Decline is astounding, both soaring prose and inspiring poetry. A pinnacle of Brit Lit. And it is very friendly for a serious work written over 200 years ago. (The only reason I bother to mention this is that I recently finished a collection of letters from the Civil War era, which was apparently the highwater mark for dense and unappealing American writing, when it was considered acceptable to shovel out sentences composed of 100+ words, unattributed lengthy quotes in Latin or Greek, and every single punctuation mark available. *That* book was like crawling through a machine translation of formal Japanese, which I became intimately familiar with during my days at Fujitsu Network Switching.) If you haven't read it, read it. How can you beat FREE?
- Samsung's ML-4500 laser printer. Are you sick to death of feeding your slow, infuriating inkjet printer expensive cartridges that last about a week? Well, take a long hard look at the ML-4500. I paid $212 with tax, minus a $25 CompUSA gift certificate, for a grand total of $187. It comes with a 3000-page toner cartridge and the required cable (a galling "oversight" for many competitors). Eight pages per minute, FAST warmup, true 600dpi images that don't run when you slop beer on them, small footprint, decent halftoning, drop-dead simple installation, PC/Mac/Linux compatible, and about a 3-cent per page consumable cost . . . unless you absolutely HAVE to print color, why the heck would you buy anything else?
- Day of the Dead. The weakest component of the trilogy begun so many long years ago with Night of the Living Dead, Day was the end result of the sad story of director George Romero's having to chuck most of his original script after failing to find adequate financing. That sucked . . . and the bland sets and static, overly talky scenes hurt the flick . . . but the zombies are fantastic. The final extended bloodbath saves the work from the circular file. Nasty stuff. The actor to watch is G. Howard Klar as Steele, the hardass soldier. I picked up the Anchor Bay uncut and widescreen VHS version out of a huge bin at a local WalMart for FIVE DOLLARS.
(But VHS will be going away for good once recordable DVDs become affordable, so take advantage of the firesale prices while you can!)

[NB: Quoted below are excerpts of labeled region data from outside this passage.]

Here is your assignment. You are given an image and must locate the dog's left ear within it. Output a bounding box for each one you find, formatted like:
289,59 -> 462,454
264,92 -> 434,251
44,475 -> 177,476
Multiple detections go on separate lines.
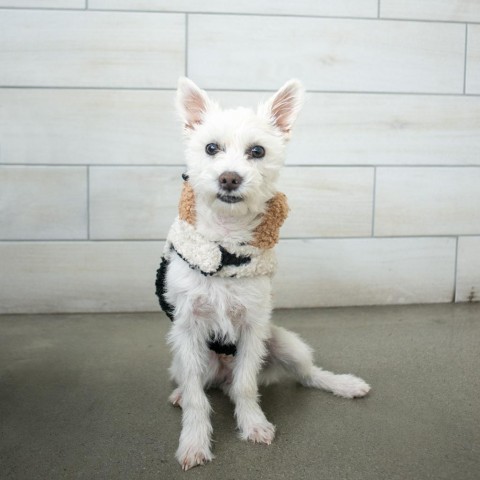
177,77 -> 216,133
258,80 -> 305,138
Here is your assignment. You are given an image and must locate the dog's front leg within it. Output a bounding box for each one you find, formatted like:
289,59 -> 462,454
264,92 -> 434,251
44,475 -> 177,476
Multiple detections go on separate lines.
229,324 -> 275,445
169,322 -> 213,470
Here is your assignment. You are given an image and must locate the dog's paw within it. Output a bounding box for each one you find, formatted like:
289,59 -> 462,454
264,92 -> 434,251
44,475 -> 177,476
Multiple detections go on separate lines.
240,420 -> 275,445
331,374 -> 371,398
168,387 -> 182,408
176,446 -> 214,471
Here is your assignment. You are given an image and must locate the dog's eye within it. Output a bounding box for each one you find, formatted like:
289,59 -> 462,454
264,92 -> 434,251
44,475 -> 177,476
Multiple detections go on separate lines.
248,145 -> 265,158
205,143 -> 220,155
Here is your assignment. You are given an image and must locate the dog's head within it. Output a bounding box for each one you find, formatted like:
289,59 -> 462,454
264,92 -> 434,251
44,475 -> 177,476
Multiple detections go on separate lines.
177,78 -> 303,216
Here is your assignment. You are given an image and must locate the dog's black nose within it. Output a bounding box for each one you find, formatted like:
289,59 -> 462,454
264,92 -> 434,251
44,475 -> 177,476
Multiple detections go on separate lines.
218,172 -> 243,192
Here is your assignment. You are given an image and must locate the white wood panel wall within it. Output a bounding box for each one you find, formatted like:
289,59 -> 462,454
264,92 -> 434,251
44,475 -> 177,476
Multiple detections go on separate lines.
0,0 -> 480,313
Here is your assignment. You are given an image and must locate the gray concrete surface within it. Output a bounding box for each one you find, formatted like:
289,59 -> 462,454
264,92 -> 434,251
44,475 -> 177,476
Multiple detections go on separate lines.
0,304 -> 480,480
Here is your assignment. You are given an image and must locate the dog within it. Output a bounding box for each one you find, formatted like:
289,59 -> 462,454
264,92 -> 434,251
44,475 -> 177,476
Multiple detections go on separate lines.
156,78 -> 370,470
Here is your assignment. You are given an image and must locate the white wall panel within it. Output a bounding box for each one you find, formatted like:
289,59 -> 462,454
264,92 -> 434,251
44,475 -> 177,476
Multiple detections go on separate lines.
206,92 -> 480,165
0,242 -> 163,313
188,15 -> 465,93
90,167 -> 184,239
0,10 -> 185,87
0,0 -> 86,8
0,238 -> 455,313
279,167 -> 374,238
455,237 -> 480,302
0,166 -> 87,240
274,238 -> 455,308
465,25 -> 480,94
380,0 -> 480,22
89,0 -> 378,17
0,89 -> 184,165
375,167 -> 480,236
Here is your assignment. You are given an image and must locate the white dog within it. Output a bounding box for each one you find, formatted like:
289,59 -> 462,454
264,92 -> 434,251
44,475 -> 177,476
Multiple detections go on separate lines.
156,78 -> 370,470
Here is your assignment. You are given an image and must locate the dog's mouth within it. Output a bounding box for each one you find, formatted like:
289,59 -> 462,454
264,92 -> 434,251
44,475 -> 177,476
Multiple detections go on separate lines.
217,193 -> 243,203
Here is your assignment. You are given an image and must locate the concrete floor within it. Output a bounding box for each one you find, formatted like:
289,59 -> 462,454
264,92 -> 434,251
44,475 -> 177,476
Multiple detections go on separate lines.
0,304 -> 480,480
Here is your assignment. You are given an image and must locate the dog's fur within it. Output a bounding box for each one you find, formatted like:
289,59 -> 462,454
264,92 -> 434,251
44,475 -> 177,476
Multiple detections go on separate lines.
165,78 -> 370,470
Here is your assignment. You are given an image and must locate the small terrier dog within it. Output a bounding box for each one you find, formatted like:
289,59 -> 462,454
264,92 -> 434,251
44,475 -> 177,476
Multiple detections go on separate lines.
156,78 -> 370,470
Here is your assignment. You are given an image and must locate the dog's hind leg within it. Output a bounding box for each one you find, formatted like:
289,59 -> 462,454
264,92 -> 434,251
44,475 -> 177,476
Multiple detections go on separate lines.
266,325 -> 370,398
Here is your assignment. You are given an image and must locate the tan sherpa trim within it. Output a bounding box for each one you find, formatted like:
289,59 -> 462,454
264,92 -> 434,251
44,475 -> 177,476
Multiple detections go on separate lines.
178,181 -> 196,225
250,192 -> 290,249
178,181 -> 290,250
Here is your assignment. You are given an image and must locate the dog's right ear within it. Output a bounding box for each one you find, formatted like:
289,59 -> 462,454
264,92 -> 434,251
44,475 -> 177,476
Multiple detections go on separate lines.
177,77 -> 214,133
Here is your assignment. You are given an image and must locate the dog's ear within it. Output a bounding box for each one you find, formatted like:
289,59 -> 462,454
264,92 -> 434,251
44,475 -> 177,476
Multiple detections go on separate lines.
177,77 -> 214,131
258,80 -> 305,138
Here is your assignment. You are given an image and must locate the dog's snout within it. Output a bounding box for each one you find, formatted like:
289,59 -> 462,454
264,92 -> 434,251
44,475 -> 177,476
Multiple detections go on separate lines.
218,172 -> 243,192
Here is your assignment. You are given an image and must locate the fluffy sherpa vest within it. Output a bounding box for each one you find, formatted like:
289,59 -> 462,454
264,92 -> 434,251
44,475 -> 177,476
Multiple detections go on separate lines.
155,176 -> 289,355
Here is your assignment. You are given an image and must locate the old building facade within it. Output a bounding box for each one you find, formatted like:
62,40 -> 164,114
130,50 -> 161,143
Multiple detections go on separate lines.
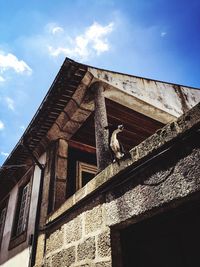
0,59 -> 200,267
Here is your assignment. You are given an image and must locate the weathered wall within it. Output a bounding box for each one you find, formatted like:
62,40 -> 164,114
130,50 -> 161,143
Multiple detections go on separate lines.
0,155 -> 45,267
41,103 -> 200,267
89,68 -> 200,122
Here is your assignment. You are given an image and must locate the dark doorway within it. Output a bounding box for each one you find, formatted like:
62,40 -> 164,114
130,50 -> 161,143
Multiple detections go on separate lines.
120,204 -> 200,267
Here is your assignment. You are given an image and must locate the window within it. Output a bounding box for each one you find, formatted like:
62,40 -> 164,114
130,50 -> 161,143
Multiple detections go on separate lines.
13,181 -> 30,236
16,182 -> 30,235
76,161 -> 97,190
9,170 -> 32,249
0,201 -> 7,247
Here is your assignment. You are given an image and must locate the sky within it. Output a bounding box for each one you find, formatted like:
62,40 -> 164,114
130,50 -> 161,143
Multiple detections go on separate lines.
0,0 -> 200,165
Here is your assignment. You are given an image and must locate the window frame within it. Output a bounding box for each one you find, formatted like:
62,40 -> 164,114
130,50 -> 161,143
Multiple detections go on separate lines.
76,161 -> 97,191
8,168 -> 34,250
0,196 -> 9,248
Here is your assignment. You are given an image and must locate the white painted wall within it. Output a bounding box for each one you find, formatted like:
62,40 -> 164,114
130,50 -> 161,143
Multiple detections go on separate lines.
88,67 -> 200,119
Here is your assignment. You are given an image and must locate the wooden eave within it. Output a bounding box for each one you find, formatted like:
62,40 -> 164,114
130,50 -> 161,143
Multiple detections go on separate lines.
0,58 -> 87,199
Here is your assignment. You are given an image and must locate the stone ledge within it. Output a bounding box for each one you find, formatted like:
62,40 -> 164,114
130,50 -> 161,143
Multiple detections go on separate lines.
47,103 -> 200,224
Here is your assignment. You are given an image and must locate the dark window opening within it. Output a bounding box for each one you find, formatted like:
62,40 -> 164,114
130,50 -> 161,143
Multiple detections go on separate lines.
12,179 -> 31,238
121,202 -> 200,267
0,200 -> 8,246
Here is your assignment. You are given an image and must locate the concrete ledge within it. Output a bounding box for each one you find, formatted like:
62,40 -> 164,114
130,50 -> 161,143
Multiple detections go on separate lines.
47,103 -> 200,223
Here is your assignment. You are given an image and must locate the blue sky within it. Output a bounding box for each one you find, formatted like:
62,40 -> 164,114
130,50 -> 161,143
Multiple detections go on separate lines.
0,0 -> 200,164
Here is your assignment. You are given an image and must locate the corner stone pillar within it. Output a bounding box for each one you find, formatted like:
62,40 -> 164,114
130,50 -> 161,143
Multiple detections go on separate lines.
92,82 -> 111,172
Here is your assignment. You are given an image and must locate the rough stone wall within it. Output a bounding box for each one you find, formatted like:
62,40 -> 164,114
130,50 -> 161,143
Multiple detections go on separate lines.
45,205 -> 111,267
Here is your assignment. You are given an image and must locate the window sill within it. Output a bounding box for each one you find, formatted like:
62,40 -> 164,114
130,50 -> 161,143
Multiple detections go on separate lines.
8,231 -> 27,250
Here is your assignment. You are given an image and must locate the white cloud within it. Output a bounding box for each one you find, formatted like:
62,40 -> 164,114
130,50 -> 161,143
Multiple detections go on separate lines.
48,22 -> 114,60
160,32 -> 167,37
52,26 -> 64,34
0,51 -> 32,74
0,120 -> 5,131
0,76 -> 5,83
19,125 -> 25,131
45,23 -> 64,35
5,97 -> 15,110
1,151 -> 9,157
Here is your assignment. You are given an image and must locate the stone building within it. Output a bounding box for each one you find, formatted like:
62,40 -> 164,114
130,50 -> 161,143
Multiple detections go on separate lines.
0,59 -> 200,267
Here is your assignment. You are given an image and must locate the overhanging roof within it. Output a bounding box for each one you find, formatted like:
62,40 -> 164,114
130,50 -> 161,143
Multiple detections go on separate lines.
0,58 -> 200,201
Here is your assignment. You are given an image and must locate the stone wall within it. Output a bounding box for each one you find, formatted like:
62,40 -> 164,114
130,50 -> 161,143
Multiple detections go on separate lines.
44,134 -> 200,267
45,205 -> 111,267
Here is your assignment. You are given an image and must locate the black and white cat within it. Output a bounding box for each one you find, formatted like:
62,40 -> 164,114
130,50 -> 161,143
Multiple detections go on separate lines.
105,124 -> 125,163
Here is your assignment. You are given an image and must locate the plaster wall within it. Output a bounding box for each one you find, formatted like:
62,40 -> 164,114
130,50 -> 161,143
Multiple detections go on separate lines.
43,110 -> 200,267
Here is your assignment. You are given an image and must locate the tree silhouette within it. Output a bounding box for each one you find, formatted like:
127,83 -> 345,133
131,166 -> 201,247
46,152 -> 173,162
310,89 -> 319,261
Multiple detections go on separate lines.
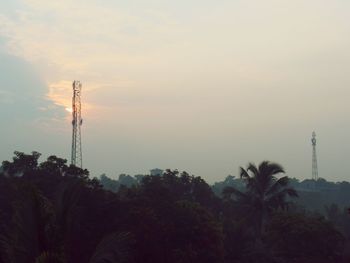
223,161 -> 298,239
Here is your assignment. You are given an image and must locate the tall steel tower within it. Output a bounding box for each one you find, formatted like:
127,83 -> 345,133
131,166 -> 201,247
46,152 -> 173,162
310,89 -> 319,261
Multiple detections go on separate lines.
311,132 -> 318,181
71,80 -> 83,168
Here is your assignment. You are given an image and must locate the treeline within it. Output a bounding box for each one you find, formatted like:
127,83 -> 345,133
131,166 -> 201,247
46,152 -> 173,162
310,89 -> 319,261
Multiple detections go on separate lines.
0,152 -> 350,263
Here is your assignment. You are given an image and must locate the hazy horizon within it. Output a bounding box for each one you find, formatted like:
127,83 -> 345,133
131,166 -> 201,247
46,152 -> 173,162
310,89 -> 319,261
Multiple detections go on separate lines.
0,0 -> 350,182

- Santa Julia Torrontes, 2000. Argentina has produced some of the best wine values I've run into in recent years. Malbec from several producers has been a favorite, due to the fact that the country's looooong growing season can permit the normally rough red grape to develop into something quite spectacular.
I grabbed a bottle of the white Torrontes for $5.40 a bottle (after the 10% mixed case discount) a week ago. Pretty dry, fairly round, with absolutely no drawbacks. None of that "Goes Well With Watercress" bullshit. This is a solid white for folks who generally don't like whites. If the company can maintain the quality for another season or two, expect the price to jump way up.
- Univision. Affectionately known as TBN (The Beaner Network), this is the old Second City Television concept brought into pulsing life, spinning the worst of American shit video into fresh piles. Univision is relentlessly driven by a singular philosophy -- that no woman can ever possibly look slutty enough. When you see nuns flashing their groceries in thong bikinis, you know that you've run across something very special indeed. If busty broads with matronly arms and muscular rumps slake your monkey, now you've got a home. My favorite hangover cure is to pop a beer, fry up a plate of bacon, toast some rye bread, and watch Japanese Giant Robot cartoons dubbed into Spanish.